GRAY'S ANATOMY How do you make a monologue about a rare eye disease visually engaging? In this medical-comical monologue by Spalding Gray, director Steven Soderbergh (sex, lies, and videotape) fixes the problem by dressing the one-man movie in elaborate sets. Says the director, ''We used every trick in the book.'' (March 19)
CATS DON'T DANCE In this animated feature, Scott Bakula (Quantum Leap) lends his voice to Danny, a Fred Astaire wannabe in 1930s Hollywood. Only Danny is a cat and can't understand why animals are relegated to playing animals. Neither can Bakula. ''Look at Babe,'' he says. ''Animals are always the biggest stars around.'' (March 26)
B.A.P.S In B.A.P.S -- short for Black American Princesses -- director Robert Townsend lifts Halle Berry and Natalie Desselle from a beauty shop in Georgia and drops them into the mansion of a Beverly Hills millionaire (Martin Landau). Berry's comedic makeover includes blond hair and gold teeth. ''She's the Revlon girl,'' says Townsend. ''I said, 'Let's break up your look.''' (March 28)
LOVE AND OTHER CATASTROPHES The traumas of coed dating, as depicted in this Australian Singles-like film, are nothing compared to what the cast went through during production: Members who weren't paid for their parts had to schedule runs to the unemployment office between scenes. ''The film was government funded, really,'' jokes actress Radha Mitchell. ''I was earning $170 a fortnight.'' (March 21)
CHASING AMY A lesbian (Joey Lauren Adams) falls in love with a guy (Ben Affleck), and the audience at Sundance fell in love with Amy, which received a standing ovation. It also put writer-director Kevin Smith, who clicked with 1994's Clerks and bombed with 1995's Mallrats, back on track. ''People ask me if I feel redeemed,'' he says. ''I don't. I just feel vindicated.'' (March 28)

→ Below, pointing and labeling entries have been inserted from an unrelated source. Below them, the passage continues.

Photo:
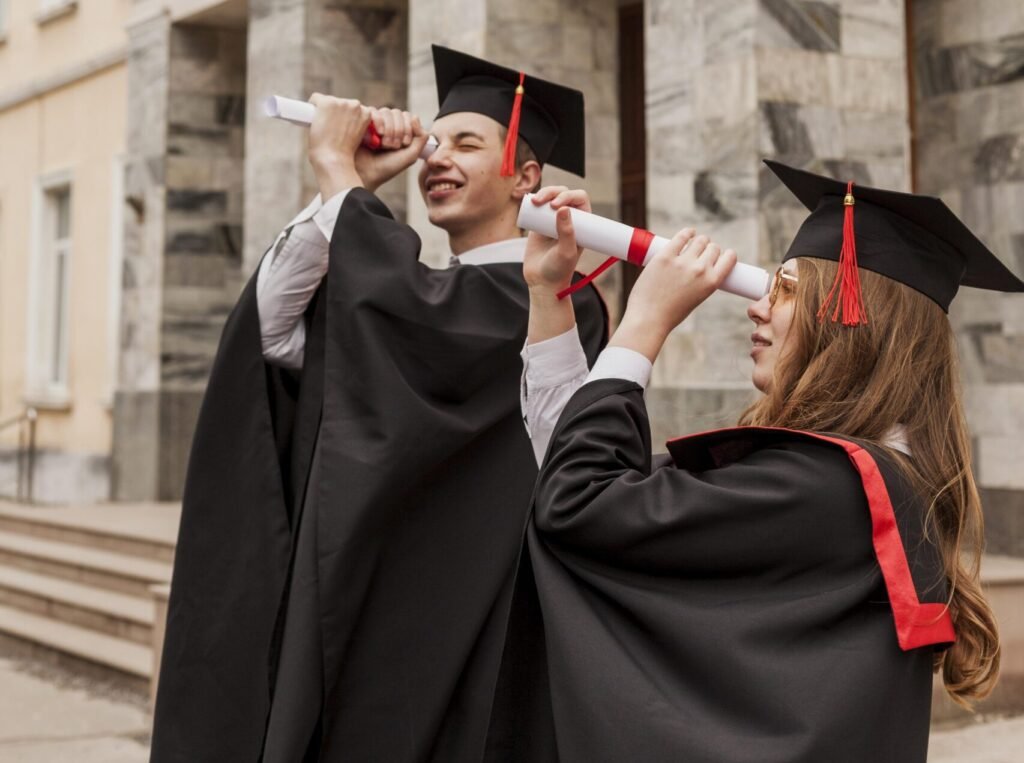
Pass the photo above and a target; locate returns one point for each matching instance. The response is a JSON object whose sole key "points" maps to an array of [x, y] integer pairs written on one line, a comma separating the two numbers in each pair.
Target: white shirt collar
{"points": [[510, 250], [896, 438]]}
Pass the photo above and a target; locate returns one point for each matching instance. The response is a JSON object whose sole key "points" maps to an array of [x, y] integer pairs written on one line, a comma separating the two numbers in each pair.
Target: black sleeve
{"points": [[448, 332], [597, 495]]}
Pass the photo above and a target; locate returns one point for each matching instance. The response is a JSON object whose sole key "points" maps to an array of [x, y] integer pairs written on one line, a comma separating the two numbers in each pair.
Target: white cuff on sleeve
{"points": [[622, 363]]}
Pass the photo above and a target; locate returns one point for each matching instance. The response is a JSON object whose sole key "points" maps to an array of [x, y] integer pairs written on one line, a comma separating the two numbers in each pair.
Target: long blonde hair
{"points": [[901, 368]]}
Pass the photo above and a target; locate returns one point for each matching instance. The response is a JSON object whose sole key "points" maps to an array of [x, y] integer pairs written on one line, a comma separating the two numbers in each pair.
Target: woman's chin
{"points": [[759, 381]]}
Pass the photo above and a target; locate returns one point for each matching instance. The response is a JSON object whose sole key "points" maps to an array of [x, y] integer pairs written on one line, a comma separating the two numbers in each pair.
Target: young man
{"points": [[360, 478]]}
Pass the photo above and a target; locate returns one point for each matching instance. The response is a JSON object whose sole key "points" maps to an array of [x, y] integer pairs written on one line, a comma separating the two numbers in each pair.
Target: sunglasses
{"points": [[781, 281]]}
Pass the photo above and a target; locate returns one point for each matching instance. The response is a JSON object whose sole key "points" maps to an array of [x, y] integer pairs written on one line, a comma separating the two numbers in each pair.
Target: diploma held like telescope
{"points": [[301, 113], [621, 242]]}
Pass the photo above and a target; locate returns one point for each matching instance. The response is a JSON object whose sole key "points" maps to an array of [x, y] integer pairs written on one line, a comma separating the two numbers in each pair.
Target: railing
{"points": [[26, 459]]}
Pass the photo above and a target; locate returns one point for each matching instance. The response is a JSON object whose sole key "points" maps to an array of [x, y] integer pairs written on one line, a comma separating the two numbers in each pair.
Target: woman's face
{"points": [[772, 324]]}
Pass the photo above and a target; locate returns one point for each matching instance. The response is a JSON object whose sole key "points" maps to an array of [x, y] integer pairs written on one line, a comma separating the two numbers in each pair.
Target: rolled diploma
{"points": [[302, 112], [612, 239]]}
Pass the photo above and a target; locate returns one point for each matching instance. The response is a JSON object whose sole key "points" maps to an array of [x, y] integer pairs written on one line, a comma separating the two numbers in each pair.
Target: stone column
{"points": [[567, 41], [821, 85], [970, 151], [348, 48], [202, 159], [136, 406], [183, 247]]}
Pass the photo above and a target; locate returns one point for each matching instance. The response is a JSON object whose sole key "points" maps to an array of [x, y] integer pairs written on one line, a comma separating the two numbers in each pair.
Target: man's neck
{"points": [[491, 231]]}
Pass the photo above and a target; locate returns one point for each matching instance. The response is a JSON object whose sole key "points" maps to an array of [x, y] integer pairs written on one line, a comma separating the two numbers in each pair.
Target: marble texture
{"points": [[969, 104], [816, 84]]}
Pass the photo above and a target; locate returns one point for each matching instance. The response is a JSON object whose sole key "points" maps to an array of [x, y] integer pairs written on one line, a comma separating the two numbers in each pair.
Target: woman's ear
{"points": [[527, 178]]}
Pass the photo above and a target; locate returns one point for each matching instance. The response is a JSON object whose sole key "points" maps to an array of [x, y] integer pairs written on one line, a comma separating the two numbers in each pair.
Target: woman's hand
{"points": [[678, 279], [549, 263]]}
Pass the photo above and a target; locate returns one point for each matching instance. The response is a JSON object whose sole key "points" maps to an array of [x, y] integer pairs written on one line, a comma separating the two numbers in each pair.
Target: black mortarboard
{"points": [[912, 239], [548, 117]]}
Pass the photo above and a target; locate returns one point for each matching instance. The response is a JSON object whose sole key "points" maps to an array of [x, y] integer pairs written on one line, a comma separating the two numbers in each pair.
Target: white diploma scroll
{"points": [[613, 240], [302, 112]]}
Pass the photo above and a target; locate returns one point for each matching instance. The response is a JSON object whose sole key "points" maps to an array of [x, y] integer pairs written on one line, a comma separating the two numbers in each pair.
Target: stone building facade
{"points": [[922, 94]]}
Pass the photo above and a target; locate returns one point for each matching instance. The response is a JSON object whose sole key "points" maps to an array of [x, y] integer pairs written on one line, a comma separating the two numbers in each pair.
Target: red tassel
{"points": [[508, 159], [849, 299]]}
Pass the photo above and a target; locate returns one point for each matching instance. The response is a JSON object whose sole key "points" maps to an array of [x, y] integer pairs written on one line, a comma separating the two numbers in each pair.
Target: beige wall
{"points": [[35, 52], [62, 88]]}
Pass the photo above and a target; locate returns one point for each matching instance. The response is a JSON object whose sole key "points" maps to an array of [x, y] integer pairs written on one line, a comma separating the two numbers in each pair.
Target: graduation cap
{"points": [[912, 239], [547, 116]]}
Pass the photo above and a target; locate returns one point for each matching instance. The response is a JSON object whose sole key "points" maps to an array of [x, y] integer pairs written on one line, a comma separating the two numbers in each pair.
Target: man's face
{"points": [[461, 182]]}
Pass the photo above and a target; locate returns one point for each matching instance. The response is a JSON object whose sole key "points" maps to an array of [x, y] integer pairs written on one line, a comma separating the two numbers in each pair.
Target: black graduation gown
{"points": [[735, 602], [409, 398]]}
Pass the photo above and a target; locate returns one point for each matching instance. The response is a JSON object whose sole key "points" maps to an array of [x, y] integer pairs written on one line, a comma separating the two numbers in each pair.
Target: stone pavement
{"points": [[48, 713], [991, 740]]}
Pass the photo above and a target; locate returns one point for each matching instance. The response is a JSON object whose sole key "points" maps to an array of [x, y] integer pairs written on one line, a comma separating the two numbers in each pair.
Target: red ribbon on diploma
{"points": [[639, 244]]}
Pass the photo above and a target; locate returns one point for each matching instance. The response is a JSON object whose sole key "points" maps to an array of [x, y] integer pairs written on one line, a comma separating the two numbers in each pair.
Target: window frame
{"points": [[48, 355]]}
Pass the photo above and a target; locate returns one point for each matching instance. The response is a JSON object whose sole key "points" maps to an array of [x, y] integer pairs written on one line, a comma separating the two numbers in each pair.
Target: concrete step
{"points": [[98, 648], [104, 569], [147, 531], [116, 615]]}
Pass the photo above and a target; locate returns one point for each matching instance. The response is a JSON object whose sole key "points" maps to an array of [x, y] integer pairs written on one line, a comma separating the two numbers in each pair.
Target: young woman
{"points": [[783, 590]]}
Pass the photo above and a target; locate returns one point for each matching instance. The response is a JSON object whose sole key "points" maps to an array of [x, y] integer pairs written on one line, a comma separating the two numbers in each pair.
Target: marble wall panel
{"points": [[816, 84], [969, 69]]}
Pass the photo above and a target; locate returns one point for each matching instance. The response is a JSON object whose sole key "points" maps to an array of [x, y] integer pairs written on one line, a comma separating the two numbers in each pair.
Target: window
{"points": [[50, 289], [116, 267]]}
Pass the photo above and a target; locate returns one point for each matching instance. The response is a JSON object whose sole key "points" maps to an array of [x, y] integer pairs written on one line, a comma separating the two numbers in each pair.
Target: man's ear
{"points": [[526, 178]]}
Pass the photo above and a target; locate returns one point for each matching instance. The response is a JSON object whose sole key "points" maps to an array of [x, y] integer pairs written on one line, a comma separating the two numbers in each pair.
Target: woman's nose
{"points": [[760, 311]]}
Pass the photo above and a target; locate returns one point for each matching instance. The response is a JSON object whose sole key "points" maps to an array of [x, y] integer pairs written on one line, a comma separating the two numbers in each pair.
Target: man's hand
{"points": [[335, 136], [549, 264], [336, 152], [402, 137]]}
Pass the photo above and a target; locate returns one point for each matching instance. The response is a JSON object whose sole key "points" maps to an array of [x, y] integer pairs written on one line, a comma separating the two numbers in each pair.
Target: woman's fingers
{"points": [[684, 241]]}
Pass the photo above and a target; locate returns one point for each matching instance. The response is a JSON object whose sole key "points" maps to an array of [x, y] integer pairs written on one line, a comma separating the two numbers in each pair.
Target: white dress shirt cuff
{"points": [[622, 363]]}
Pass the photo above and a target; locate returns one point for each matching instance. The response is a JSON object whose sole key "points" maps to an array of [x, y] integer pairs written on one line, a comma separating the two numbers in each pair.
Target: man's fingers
{"points": [[710, 254], [566, 234], [386, 128], [577, 199]]}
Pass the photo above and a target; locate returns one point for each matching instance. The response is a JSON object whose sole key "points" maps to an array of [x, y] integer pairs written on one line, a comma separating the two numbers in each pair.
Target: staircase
{"points": [[78, 581]]}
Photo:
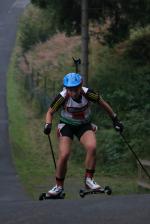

THE DAYTRIPPERS New York highways serve as the set for much of this offbeat comedy (and '96 Slamdance prize winner). When one woman (Hope Davis) finds a mysterious love poem, she crams her family into a station wagon and treks into Manhattan to follow her allegedly philandering husband (played by Big Night's Stanley Tucci). Comedy vet Anne Meara appears as the clan's overbearing matriarch. ''It's literally a paper chase,'' Meara explains. ''In that miserable car.'' (March 5)
PLUS >>
Director Peter Spirer illustrates the RHYME & REASON of rap and hip-hop in this documentary featuring such stars as Ice T, Salt 'N' Pepa, and the Fugees. Sexual tension mounts in FEMALE PERVERSIONS, in which a successful lawyer (Tilda Swinton) explores her sexuality (Paulina Porizkova costars). One woman's life and sanity crumble around her in a single day in SUDDEN MANHATTAN. Chloe Ferguson stars as another young girl on the verge, as tension with her parents leads her to completely stop speaking in THE QUIET ROOM. Less quiet are the karate-chopping, Zord-driving, adolescent superheroes in TURBO: A POWER RANGERS ADVENTURE. In 1970s Northern Ireland, two boyhood friends become Protestant and Catholic enemies in NOTHING PERSONAL. Gregory Hines and Vincent D'Onofrio play a paraplegic and a blind man who each need GOOD LUCK when they venture to regain their self-esteem in a white-water rafting race. A military intelligence group is caught between death and intrigue after nuclear detonators fall into foreign hands in DEAD MEN CAN'T DANCE. Daniel Auteuil (Ma Saison Preferee) and Pascal Duquenne, who suffers from Down syndrome, shared the Best Actor prize at Cannes for THE EIGHTH DAY, the story of an emotionally dead businessman who finds renewal with the help of his Down-afflicted friend. In A MONGOLIAN TALE, a folksinger gives a second chance to the woman he left 12 years ago. Two young lovers are torn apart when one follows a messianic preacher to the Holy Land in JERUSALEM, Sweden's entry for an Oscar in the Best Foreign Language Film category.